O segundo momento é o da pesca milagrosa. Após falar para o povo, Jesus passou a dar atenção aos pescadores. Eles nada haviam conseguido pescar durante a noite. As redes voltaram vazias. Jesus pediu que eles levassem a barca para um lugar mais profundo. Mandou-os lançar as redes, em pleno dia. Pedro ficou espantado com as palavras de Jesus, porque era o dono do barco: “Mestre, nós trabalhamos a noite inteira e nada pescamos”. Mas obedeceu: “em atenção à tua palavra, vou lançar as redes”. Então, aconteceu o que ele não esperava. As redes ficaram tão cheias de peixes que tiveram que pedir ajuda para que não rasgassem.

O terceiro momento é o chamado que Jesus fez aos pescadores para se tornarem seus discípulos. Pedro, diante do milagre da pesca, não se conteve. Segundo Lucas, não somente ele, mas também os seus companheiros de trabalho, Tiago e João, ficaram espantados com o que havia acontecido. Pedro lançou-se aos pés de Jesus e lhe pediu: “Senhor, afasta-te de mim, porque sou um pecador!”

Jesus certamente ficou admirado com a atitude daqueles homens simples. Eles haviam presenciado apenas um momento de tudo o que haveriam de ver mais para frente, mas já faziam uma reflexão sobre si mesmos – “sou um pecador” – e, mesmo tendo ainda alguma resistência ao novo – “afasta-te de mim” –, rendiam-se ao milagre de Jesus a ponto de se lançarem aos seus pés.

Para Ele, estavam ali, diante de si, pedras brutas que deveriam ser lapidadas, para se tornarem pedras de grande valor. Por isso, disse a Pedro, e em consequência, aos outros: “Não tenhas medo! De hoje em diante tu serás pescador de homens”. Diante desse convite, Pedro e seus sócios não hesitaram. Levaram as barcas para a margem, deixaram tudo e o seguiram.

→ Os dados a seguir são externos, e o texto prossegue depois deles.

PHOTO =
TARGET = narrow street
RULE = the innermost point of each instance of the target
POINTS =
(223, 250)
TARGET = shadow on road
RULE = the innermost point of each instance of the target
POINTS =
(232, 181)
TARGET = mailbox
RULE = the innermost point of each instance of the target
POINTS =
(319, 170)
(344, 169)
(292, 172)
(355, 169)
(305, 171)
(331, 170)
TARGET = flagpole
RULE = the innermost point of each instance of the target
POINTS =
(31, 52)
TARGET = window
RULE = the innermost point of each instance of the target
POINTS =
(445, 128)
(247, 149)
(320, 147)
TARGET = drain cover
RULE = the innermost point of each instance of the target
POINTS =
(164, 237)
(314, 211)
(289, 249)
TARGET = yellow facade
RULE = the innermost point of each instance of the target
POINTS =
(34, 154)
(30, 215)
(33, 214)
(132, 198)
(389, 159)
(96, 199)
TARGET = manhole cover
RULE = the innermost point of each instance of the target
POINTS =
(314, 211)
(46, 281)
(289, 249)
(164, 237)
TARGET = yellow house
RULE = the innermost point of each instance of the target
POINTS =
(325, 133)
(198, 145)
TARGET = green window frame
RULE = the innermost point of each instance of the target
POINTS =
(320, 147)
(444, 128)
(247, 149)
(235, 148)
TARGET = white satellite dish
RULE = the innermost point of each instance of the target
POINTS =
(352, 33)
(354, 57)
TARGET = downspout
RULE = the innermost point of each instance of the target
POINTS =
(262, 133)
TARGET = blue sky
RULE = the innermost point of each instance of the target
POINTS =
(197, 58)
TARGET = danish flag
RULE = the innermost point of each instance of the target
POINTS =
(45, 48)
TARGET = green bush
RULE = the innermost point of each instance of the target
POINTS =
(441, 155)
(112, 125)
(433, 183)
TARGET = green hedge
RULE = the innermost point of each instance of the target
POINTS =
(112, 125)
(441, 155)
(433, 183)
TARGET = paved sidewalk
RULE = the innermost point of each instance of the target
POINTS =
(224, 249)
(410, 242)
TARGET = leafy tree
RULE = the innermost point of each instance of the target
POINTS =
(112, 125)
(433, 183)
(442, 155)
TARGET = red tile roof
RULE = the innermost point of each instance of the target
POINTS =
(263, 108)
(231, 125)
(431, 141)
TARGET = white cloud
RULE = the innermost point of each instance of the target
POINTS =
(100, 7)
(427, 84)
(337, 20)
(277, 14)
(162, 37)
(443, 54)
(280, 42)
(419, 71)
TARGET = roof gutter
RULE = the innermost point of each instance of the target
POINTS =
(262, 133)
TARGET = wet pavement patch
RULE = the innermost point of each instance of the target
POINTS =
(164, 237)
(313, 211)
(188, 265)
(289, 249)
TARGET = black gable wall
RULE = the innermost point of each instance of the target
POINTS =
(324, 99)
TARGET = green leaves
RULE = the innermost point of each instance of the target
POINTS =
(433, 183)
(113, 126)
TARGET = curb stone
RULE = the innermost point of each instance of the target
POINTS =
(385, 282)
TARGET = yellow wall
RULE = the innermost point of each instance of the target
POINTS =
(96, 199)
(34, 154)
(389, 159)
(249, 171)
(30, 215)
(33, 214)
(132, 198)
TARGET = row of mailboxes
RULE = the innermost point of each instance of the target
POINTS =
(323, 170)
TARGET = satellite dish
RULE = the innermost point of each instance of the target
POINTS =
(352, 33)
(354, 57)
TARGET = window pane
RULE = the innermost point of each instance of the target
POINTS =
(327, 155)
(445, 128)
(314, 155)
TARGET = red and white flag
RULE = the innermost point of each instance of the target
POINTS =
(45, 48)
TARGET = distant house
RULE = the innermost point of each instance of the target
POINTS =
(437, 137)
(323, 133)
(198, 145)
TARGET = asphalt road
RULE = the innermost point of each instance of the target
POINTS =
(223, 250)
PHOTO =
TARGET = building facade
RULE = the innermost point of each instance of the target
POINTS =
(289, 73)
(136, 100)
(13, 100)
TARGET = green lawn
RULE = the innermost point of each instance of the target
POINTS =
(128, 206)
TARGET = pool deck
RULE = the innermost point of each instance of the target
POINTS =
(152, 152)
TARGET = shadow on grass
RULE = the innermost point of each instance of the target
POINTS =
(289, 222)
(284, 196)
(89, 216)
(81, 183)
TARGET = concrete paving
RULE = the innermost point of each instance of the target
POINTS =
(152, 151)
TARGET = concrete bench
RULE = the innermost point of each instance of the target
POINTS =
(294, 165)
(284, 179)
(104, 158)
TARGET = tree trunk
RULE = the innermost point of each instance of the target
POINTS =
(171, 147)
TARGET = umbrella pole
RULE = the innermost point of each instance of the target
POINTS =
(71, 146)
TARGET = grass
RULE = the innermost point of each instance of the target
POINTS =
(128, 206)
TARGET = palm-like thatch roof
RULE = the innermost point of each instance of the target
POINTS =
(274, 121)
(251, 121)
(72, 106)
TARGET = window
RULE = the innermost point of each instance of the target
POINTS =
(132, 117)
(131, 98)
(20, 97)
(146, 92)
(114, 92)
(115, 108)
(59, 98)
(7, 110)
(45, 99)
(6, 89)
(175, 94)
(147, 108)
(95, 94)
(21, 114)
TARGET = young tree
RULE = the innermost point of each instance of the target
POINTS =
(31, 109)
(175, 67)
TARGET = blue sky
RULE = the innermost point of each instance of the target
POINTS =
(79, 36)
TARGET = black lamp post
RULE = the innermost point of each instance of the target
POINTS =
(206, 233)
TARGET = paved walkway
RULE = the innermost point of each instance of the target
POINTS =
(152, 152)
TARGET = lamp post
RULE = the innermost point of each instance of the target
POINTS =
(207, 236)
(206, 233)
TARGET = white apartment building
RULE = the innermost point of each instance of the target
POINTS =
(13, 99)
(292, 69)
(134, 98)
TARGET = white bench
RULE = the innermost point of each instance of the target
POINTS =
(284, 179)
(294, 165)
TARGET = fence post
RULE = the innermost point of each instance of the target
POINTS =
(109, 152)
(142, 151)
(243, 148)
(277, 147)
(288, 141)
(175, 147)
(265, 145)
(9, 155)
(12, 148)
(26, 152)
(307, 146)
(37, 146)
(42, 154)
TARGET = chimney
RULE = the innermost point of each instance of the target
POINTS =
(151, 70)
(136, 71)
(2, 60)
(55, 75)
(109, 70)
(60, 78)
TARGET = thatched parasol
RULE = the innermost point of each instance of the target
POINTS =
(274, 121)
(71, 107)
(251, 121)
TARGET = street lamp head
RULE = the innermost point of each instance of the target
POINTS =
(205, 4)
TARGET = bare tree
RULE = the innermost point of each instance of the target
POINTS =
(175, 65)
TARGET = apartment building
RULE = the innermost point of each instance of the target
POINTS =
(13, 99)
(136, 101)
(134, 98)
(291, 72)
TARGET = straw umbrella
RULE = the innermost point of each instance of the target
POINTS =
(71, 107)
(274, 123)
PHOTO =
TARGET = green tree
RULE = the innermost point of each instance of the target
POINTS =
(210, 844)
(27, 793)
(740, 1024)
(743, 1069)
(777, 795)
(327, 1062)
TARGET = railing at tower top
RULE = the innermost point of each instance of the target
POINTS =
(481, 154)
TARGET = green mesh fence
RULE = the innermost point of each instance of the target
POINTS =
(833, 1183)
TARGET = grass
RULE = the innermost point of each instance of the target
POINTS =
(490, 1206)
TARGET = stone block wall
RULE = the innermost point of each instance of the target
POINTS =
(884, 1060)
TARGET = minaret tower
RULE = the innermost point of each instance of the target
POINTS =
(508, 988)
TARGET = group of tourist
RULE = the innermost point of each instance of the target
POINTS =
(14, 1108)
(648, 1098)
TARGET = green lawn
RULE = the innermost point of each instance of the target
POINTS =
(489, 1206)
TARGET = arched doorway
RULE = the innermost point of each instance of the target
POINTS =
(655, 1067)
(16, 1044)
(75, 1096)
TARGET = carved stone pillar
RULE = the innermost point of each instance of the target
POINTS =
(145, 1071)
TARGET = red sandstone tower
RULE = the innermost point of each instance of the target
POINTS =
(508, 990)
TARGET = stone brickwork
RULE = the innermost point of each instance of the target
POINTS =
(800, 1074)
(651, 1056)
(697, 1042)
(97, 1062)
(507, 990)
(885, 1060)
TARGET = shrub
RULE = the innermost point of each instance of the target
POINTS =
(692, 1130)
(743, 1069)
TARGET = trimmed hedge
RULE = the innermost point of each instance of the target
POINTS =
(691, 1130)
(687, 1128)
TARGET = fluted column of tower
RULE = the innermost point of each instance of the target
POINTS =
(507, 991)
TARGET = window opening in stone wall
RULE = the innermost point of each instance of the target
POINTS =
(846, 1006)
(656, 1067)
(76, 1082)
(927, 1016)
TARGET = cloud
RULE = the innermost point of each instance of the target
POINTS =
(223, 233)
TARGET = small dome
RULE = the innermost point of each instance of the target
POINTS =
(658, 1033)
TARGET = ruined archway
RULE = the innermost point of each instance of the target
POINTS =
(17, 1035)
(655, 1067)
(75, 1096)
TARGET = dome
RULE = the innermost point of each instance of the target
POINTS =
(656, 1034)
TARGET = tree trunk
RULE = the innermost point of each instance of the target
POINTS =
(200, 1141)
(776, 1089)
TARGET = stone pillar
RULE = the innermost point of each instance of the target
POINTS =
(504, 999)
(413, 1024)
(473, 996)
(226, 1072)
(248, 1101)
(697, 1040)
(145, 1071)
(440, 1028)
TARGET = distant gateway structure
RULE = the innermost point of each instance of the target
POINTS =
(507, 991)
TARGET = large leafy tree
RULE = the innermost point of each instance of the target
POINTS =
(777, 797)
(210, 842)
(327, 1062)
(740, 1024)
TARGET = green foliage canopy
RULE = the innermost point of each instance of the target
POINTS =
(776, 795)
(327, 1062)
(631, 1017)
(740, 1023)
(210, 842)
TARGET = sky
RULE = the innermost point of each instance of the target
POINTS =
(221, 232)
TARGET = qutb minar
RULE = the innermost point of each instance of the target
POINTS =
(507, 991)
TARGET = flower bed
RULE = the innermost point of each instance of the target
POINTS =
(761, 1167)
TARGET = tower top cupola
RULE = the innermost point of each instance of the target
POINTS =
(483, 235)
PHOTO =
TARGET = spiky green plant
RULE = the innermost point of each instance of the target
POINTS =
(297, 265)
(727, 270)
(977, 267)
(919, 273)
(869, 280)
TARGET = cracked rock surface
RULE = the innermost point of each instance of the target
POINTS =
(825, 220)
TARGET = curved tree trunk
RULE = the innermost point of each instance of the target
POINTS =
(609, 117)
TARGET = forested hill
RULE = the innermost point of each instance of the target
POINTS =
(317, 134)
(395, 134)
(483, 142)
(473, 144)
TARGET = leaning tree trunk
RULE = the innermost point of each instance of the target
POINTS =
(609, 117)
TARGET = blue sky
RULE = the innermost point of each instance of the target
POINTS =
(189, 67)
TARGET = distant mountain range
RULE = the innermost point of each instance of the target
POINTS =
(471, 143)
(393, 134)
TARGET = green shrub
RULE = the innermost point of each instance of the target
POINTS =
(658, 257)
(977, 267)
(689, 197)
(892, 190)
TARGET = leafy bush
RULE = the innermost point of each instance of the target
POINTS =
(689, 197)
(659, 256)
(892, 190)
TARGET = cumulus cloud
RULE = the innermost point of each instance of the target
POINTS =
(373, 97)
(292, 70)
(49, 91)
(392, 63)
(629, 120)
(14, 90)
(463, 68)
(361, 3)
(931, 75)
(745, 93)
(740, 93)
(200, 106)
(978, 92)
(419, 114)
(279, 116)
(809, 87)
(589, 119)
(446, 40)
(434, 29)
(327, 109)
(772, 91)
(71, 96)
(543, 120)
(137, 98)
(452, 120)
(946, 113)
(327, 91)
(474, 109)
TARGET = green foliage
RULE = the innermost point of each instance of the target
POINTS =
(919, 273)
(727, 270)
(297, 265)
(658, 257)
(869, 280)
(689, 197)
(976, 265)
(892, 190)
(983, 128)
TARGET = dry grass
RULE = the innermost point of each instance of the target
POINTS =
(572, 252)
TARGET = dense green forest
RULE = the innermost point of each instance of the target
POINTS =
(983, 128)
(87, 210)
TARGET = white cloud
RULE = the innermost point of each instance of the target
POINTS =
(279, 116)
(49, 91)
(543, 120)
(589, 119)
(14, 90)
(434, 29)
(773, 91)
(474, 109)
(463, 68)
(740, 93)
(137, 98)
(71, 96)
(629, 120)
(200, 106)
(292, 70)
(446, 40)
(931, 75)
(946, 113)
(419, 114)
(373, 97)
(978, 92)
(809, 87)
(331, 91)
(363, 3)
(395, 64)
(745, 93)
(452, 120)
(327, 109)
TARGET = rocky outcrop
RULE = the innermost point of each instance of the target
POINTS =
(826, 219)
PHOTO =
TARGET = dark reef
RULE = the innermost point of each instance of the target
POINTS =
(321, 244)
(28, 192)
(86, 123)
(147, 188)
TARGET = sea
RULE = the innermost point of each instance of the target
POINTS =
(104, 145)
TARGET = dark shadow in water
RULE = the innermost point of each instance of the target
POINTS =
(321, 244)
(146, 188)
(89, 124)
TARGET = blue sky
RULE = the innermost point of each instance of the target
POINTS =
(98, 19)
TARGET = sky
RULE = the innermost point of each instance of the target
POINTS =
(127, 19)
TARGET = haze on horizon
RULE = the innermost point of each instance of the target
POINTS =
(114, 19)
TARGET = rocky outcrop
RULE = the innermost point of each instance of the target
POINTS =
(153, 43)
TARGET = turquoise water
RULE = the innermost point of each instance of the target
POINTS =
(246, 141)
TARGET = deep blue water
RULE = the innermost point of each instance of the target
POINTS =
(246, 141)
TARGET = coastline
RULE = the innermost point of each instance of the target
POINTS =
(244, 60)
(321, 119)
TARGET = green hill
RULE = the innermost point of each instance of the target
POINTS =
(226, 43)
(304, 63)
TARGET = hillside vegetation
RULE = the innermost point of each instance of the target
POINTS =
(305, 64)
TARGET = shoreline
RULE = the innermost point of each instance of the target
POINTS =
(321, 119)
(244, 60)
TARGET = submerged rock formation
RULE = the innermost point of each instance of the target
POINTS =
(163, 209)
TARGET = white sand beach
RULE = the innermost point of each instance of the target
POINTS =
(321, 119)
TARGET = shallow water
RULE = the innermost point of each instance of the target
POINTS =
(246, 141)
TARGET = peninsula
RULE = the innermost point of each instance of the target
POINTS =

O tema desse trecho do evangelho é o chamado a ser discípulo de Jesus. Em primeiro lugar, Ele se viu assediado pelas multidões. Percebeu que, sozinho, nada poderia fazer. Como haveria de conseguir pessoas que pudessem ajudá-lo? Como se tratava de um trabalho novo, Ele precisava de gente de mente aberta para dar prosseguimento à sua atividade. Mas, para conseguir esse tipo de “profissional”, sem estudos, era preciso algo que realmente chamasse a atenção de alguns para o seu projeto. Encontrou nos pescadores esse tipo de pessoa. Eles eram como pedras brutas que deveriam ser lapidadas. Para tanto, teve que mostrar que as convicções naturais que eles tinham podiam ser mudadas. A partir daquele momento, eles não deviam seguir a lua e suas fases, mas a Ele que levava para as águas mais profundas dos mistérios humanos. Mesmo que eles fossem homens experientes na pesca, faltava-lhes o verdadeiro conhecimento da natureza. Esse conhecimento, Jesus podia oferecer-lhes. Por isso, mandou-os ir para o lugar apropriado. Ali, pode realizar o seu milagre.

Era como se Jesus tivesse estudado em profundidade o comportamento daqueles pescadores. Para mudar as suas convicções era preciso algo que provocasse impacto. A pesca milagrosa foi a maneira que Jesus encontrou para demovê-los de suas crendices e passar a aceitar uma nova maneira de lapidar o coração do mundo. Era como se Ele tivesse um teclado cujo comando estava conectado à mente e ao coração de cada um daqueles pescadores. Assim, apertou um shift e mudou a palavra “peixes”, minúscula, para a palavra “homens”, maiúscula. Naquele momento, aqueles homens deixaram de ser pescadores para se tornarem discípulos de Jesus.

Quantas informações novas não chegaram atéeles. Jesus mostrou-lhes o seu poder e seu conhecimento sobre o mar, mesmo sem ser pescador, e eles reagiram dando-lhe o crédito da fé.

O que aconteceu realmente? É como se a empresa de telégrafos norte americana tivesse percebido que melhor do que se comunicar por meio de códigos e sinais é ouvir a voz dos seus clientes; é como se um administrador, ávido por novos modelos de gestão, captasse logo que tudo se torna mais fácil se ele se utiliza das novas tecnologias. O que aconteceu com os pescadores foi isso: eles perceberam que deveriam mudar a sua maneira de pescar. Por que ir buscar o peixe nos lugares mais profundos, quando, na verdade, eles estavam à margem esperando por Jesus. Então, passaram a usar a tecnologia de Jesus e foram decisivos para mudar o mundo.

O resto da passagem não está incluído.